Atherosclerosis is a major cause of cardiovascular disease in developed countries. In this disorder, endothelial cells acquire procoagulant properties, while activated smooth muscle cells and macrophages accumulate in the arterial wall. The overall objective of this project will be to understand the regulation of the annexin 2 (A2)-based proteolytic cascade, initiated by plasmin, on the surface of vascular cells. A2 is a major profibrinolytic receptor expressed on endothelial cells, activated smooth muscle cells, and macrophages. A2 accelerates plasmin generation by several orders of magnitude, and plays a central role in directed vascular cell migration and matrix remodeling, through the activation of additional downstream proteases. Preliminary data suggest that translocation of A2 to the cell surface is a primary mechanism by which vascular cells (endothelial cells, smooth muscle cells, and macrophages) upregulate cell surface proteolytic activity. In this proposal, we will elucidate the molecular pathways that govern the transport of A2 to the cell surface in response to stress and/or injury to vascular cells. Previously, we demonstrated that A2 is exported from a cytoplasmic compartment to the cell surface through a non-classical, Golgi/endoplasmic reticulum-independent pathway initiated by brief heat stress. We showed that this regulated response requires the participation of the A2 binding protein, p11 (S100A10), which enables a src-like, kinase- mediated tyrosine-23 phosphorylation switch that initiates the translocation response. In the proposed studies, we will examine [1] the mechanism by which endothelial cells, smooth muscle cells, and macrophages translocate A2 to the cell surface in response to injury, [2] the role of the ATP binding cassette transporter A1 (ABCA1) in this process, [3] the specific role of the A2-binding protein, p11, in A2 translocation, and [4] the significance of A2 transport in the response to vascular injury in vivo. These studies will utilize combined approaches involving in vitro culture systems and genetically modified mouse models, including A2 and p11 -nulls created in our laboratory. We will continue to collaborate with investigators in Projects III and V to capitalize on their expertise in the study of the growth factor signalling and cholesterol transporter mechanisms.

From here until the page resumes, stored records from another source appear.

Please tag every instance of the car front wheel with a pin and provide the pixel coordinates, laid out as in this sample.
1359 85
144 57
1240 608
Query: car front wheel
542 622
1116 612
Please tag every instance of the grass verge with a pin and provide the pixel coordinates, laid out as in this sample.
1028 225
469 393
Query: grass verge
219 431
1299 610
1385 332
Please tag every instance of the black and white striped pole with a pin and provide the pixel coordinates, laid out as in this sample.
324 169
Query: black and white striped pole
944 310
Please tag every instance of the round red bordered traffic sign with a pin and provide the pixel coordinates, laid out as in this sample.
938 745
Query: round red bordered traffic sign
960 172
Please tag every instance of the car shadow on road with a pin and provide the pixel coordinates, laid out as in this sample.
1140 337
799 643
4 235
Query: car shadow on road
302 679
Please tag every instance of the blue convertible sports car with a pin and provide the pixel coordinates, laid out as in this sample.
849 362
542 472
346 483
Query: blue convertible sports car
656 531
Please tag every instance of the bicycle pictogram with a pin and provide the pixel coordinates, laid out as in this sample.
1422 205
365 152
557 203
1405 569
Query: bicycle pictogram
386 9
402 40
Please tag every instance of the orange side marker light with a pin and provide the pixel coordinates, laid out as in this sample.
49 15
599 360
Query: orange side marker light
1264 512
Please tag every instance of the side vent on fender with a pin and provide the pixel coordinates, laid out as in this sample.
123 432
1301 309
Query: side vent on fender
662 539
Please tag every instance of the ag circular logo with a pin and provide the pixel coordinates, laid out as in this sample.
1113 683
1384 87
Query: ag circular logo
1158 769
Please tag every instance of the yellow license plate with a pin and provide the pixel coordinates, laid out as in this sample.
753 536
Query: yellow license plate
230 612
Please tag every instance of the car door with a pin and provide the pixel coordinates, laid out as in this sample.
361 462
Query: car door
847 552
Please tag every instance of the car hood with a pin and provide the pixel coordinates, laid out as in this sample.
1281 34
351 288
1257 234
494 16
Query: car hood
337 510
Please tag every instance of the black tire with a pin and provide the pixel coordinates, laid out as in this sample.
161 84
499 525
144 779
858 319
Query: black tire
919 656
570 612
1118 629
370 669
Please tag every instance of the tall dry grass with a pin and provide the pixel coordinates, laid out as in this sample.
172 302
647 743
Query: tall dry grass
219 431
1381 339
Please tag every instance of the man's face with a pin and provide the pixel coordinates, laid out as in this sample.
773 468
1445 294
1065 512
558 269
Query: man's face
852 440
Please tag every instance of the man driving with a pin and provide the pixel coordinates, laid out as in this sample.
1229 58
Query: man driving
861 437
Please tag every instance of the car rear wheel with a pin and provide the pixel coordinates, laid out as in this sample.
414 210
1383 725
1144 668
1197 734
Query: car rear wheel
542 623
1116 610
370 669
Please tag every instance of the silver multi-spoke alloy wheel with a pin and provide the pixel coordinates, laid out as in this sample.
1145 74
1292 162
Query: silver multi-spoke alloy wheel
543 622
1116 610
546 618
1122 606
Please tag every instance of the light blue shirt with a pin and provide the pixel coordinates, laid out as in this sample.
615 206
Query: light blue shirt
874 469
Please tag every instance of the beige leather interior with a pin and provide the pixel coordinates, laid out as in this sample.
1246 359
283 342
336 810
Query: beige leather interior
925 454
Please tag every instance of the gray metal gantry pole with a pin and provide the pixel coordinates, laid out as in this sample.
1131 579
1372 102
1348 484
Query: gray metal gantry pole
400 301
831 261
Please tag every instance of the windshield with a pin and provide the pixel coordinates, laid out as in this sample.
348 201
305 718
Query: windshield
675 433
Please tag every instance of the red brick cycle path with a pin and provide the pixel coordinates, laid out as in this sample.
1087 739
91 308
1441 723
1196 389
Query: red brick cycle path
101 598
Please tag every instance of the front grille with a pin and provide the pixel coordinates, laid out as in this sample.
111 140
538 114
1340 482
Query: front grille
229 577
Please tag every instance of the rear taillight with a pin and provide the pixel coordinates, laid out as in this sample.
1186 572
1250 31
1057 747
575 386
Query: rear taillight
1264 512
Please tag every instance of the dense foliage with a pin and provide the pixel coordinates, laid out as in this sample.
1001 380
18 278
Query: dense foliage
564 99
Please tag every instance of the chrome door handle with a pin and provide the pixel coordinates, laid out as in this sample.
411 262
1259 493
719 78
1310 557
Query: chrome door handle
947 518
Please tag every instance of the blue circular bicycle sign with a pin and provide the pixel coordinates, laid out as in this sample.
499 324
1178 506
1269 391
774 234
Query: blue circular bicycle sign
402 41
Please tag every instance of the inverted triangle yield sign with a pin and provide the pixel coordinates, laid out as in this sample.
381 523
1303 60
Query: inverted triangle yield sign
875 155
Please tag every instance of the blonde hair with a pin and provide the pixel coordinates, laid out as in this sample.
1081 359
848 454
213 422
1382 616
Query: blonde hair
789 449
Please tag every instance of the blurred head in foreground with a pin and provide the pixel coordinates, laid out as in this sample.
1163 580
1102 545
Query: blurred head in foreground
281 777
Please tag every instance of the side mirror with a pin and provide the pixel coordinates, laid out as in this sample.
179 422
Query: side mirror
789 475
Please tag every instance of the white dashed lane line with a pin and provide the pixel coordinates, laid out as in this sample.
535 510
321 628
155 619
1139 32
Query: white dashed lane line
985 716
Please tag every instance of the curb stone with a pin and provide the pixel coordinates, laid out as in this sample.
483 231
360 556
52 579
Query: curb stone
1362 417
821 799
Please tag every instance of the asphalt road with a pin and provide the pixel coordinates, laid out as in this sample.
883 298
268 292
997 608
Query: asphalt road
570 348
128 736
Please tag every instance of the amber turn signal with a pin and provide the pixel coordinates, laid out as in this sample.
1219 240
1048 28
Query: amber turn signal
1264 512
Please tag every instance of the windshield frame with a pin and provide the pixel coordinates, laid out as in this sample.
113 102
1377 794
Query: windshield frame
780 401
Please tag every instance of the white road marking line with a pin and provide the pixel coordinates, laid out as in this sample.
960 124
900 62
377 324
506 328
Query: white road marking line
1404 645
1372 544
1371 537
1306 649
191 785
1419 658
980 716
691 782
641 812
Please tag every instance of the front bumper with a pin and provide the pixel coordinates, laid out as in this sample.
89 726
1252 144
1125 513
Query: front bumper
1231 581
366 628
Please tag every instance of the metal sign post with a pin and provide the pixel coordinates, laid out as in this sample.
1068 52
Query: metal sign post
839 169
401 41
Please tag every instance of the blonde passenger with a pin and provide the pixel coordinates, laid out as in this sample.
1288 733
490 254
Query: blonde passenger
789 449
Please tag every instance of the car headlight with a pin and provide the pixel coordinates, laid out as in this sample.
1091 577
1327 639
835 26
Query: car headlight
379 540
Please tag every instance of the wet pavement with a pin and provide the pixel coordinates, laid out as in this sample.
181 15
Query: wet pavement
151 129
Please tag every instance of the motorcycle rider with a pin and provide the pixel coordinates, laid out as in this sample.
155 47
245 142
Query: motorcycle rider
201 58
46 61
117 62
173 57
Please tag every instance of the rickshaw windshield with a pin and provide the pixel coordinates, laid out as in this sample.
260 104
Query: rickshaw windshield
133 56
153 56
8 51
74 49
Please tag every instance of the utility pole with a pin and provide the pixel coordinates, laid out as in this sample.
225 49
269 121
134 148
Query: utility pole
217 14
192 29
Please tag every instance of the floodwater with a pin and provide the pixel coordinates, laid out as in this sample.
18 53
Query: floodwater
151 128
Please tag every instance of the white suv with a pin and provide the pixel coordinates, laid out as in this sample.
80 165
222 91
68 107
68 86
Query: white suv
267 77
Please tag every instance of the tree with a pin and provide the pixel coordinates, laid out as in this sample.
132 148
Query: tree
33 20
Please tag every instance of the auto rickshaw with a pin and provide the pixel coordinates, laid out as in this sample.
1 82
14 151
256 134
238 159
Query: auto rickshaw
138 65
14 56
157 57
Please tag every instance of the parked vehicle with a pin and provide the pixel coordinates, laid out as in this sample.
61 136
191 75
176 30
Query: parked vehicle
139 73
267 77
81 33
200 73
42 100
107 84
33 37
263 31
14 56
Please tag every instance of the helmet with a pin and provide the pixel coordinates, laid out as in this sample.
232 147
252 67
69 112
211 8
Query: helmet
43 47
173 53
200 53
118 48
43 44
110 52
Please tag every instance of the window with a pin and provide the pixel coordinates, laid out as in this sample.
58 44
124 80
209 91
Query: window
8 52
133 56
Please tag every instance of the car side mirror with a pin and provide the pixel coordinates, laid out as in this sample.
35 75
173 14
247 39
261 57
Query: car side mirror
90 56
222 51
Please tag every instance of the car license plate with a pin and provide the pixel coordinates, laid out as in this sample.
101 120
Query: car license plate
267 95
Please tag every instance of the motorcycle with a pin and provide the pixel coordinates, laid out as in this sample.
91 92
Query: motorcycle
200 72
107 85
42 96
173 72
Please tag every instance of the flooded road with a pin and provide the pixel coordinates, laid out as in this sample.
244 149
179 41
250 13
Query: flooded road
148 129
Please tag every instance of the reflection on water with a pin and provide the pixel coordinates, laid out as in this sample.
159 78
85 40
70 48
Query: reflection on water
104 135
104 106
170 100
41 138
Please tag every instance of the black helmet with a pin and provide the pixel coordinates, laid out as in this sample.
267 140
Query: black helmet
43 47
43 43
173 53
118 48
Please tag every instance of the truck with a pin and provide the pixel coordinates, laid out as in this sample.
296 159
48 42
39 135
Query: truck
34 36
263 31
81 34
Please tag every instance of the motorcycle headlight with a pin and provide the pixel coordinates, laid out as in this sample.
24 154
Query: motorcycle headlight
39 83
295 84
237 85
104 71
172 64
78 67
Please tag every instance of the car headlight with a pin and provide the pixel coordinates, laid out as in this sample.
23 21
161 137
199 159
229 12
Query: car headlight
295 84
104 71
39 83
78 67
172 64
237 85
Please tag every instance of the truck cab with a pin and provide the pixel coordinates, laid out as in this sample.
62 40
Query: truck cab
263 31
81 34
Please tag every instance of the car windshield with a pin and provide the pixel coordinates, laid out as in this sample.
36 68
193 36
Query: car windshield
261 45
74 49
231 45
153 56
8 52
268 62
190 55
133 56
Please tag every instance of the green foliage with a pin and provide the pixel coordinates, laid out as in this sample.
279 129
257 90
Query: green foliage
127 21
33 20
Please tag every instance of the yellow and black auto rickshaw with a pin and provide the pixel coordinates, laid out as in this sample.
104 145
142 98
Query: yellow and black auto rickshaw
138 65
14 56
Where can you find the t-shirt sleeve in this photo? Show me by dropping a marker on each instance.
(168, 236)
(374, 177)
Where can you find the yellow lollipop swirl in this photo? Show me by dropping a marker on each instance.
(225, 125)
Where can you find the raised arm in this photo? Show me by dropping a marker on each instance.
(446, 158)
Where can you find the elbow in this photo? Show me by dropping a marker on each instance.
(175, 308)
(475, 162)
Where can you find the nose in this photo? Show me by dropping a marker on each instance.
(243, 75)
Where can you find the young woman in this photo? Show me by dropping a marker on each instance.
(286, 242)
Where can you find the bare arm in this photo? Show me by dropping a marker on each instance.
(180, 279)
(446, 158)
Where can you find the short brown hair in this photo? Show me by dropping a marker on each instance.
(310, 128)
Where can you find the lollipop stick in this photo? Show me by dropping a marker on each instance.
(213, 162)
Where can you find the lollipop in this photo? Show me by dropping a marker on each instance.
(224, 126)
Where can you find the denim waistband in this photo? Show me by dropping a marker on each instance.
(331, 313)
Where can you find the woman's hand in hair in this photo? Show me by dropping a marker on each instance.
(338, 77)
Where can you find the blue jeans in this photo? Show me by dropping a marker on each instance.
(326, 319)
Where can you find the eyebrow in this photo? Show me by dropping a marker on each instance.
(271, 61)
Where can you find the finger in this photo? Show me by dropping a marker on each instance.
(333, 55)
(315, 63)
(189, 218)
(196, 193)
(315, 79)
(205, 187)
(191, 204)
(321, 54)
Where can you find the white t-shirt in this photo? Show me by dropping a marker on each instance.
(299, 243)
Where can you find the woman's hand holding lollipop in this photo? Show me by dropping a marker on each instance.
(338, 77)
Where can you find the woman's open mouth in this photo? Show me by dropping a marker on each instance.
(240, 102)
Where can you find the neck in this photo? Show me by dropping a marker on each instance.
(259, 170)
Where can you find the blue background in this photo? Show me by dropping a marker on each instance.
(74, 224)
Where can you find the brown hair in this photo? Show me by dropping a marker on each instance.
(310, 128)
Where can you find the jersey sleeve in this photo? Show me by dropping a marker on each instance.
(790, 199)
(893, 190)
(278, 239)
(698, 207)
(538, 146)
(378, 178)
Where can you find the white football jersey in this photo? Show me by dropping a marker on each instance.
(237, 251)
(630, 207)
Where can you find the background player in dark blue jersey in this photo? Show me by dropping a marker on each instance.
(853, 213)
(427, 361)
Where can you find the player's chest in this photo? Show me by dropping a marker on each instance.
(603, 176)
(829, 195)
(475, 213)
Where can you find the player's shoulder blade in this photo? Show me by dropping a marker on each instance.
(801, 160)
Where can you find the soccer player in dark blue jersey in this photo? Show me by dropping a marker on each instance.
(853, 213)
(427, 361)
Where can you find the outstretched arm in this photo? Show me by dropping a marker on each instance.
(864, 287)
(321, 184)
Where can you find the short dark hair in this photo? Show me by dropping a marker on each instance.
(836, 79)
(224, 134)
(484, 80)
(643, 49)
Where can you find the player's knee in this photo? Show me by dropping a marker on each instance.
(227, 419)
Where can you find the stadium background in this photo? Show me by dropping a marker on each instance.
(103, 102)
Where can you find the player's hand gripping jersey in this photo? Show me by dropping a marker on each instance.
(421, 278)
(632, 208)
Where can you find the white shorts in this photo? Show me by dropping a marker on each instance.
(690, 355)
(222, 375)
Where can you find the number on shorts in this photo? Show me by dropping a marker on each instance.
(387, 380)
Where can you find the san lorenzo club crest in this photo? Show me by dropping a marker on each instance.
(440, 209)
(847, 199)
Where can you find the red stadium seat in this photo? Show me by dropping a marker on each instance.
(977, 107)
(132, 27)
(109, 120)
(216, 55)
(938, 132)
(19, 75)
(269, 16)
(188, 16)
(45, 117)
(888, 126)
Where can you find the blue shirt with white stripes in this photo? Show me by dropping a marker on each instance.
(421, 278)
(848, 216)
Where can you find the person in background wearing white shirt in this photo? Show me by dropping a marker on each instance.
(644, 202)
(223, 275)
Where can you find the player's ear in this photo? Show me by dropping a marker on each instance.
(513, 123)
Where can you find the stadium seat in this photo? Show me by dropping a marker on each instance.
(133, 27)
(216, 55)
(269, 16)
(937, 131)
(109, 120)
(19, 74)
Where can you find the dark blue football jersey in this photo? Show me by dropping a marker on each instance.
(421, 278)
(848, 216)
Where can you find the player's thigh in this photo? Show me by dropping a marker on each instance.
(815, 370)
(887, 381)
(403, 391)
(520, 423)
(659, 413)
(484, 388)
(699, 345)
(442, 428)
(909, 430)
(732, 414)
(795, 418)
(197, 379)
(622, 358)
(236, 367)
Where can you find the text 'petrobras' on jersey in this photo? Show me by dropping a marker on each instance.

动脉粥样硬化是发达国家心血管疾病的主要原因。在这种混乱中， 内皮细胞获得促凝血特性，同时激活平滑肌细胞和巨噬细胞 积聚在动脉壁内。该项目的总体目标是了解 血管细胞表面由纤溶酶引发的基于膜联蛋白 2 (A2) 的蛋白水解级联反应。 A2 是一个 在内皮细胞、活化的平滑肌细胞和激活的平滑肌细胞上表达的主要纤溶原受体 巨噬细胞。 A2 可将纤溶酶的生成加速几个数量级，并发挥核心作用 在定向血管细胞迁移和基质重塑中，通过激活额外的下游 蛋白酶。初步数据表明，A2 易位至细胞表面是主要机制： 哪些血管细胞（内皮细胞、平滑肌细胞和巨噬细胞）上调细胞表面 蛋白水解活性。在本提案中，我们将阐明控制 A2 运输的分子途径 细胞表面响应血管细胞的压力和/或损伤。之前，我们证明了 A2 通过非经典的高尔基体/内质从细胞质室输出到细胞表面 由短暂的热应激启动的网状独立通路。我们证明了这种调节反应 需要 A2 结合蛋白 p11 (S100A10) 的参与，它能够实现类似 src 的激酶- 介导的 23 酪氨酸磷酸化开关启动易位反应。在提议的 研究中，我们将研究[1]内皮细胞、平滑肌细胞和 巨噬细胞响应损伤将 A2 易位至细胞表面，[2] ATP 结合盒的作用 转运蛋白 A1 (ABCA1) 在此过程中，[3] A2 结合蛋白 p11 在 A2 中的特定作用 易位，以及 [4] A2 转运在体内血管损伤反应中的意义。这些 研究将利用涉及体外培养系统和转基因小鼠的组合方法 模型，包括我们实验室创建的 A2 和 p11 -nulls。我们将继续与以下机构合作 项目 III 和 V 的研究人员利用他们在生长因子信号传导研究中的专业知识 和胆固醇转运机制。